The method for producing a silicone-modified resin according to any one of items 1) to (6). (8) The reaction between the one-end modified polyorganosiloxane represented by the general formula (A) and the active hydrogen-containing resin is carried out at a temperature of 50 to
A method for producing a silicone-modified resin according to any one of claims (1) to (7), characterized in that the process is carried out at 300°C. (9) In Q of the single-end modified polyorganosiloxane represented by the general formula (A), the blocked isocyanate group is a lower alcohol having 1 to 4 carbon atoms, or a lower alcohol having 2 to 4 carbon atoms.
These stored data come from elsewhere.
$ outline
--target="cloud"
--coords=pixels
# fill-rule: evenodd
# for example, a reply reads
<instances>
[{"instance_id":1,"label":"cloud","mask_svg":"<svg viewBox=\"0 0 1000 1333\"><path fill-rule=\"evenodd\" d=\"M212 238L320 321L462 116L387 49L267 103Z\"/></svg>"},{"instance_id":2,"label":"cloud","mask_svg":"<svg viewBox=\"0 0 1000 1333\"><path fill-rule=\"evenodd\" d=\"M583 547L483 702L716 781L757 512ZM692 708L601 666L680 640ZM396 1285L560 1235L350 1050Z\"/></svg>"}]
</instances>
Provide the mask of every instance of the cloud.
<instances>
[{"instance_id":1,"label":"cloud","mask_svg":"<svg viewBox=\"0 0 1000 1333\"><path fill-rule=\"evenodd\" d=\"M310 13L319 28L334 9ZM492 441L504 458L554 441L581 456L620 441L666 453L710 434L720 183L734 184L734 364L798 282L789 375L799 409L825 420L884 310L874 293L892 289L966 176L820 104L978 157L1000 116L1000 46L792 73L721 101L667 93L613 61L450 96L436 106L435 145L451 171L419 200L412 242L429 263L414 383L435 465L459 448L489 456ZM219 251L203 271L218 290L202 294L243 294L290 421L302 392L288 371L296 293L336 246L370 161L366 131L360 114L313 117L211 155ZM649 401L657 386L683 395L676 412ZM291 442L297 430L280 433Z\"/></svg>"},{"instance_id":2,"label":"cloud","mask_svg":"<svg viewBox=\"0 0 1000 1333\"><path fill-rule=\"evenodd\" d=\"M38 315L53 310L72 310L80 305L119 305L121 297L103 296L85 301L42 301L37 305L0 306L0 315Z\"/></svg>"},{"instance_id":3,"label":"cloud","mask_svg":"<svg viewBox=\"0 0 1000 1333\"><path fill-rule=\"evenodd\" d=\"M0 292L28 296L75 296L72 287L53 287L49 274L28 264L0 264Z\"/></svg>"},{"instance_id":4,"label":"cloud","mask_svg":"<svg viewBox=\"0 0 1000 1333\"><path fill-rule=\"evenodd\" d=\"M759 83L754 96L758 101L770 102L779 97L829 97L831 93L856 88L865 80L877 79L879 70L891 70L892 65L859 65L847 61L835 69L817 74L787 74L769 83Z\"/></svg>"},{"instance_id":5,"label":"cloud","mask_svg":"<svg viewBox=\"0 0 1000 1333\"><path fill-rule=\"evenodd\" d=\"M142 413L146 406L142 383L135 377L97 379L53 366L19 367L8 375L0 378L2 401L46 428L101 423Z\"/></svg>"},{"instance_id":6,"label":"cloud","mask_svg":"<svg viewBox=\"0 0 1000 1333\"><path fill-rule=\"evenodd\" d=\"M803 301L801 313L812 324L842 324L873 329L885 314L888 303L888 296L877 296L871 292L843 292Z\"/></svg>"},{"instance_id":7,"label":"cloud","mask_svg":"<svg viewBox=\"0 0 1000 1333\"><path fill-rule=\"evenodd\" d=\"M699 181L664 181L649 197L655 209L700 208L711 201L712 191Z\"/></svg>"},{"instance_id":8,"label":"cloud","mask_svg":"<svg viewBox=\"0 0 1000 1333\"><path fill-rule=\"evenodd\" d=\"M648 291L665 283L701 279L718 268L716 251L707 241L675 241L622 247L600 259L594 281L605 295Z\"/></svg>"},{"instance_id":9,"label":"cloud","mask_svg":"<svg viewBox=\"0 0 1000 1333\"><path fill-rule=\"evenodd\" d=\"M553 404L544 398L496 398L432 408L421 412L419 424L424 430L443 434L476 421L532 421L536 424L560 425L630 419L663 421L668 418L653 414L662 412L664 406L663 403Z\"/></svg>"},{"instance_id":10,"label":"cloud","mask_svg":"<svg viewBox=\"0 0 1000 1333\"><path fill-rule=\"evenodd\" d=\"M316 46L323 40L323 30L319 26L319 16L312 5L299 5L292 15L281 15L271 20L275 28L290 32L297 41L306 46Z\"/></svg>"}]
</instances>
The method for producing a silicone-modified resin according to any one of claims (1) to (8), characterized in that the silicone-modified resin is blocked with a monocarboxylic acid or a phenol. (10) The active hydrogen-containing resin is a partial polymer of polyurethane, polyurethane urea, polyurea, polyamide, polyamideimide, melamine resin, phenol resin, cellulose resin, polyvinyl alcohol and its derivatives, and a copolymer whose constituent components are vinyl acetate. The silicone according to any one of claims (1) to (9), characterized in that it is at least one type of copolymer containing a compound and a hydroxyl group-containing methacrylic acid ester as a constituent component. Method for producing modified resin.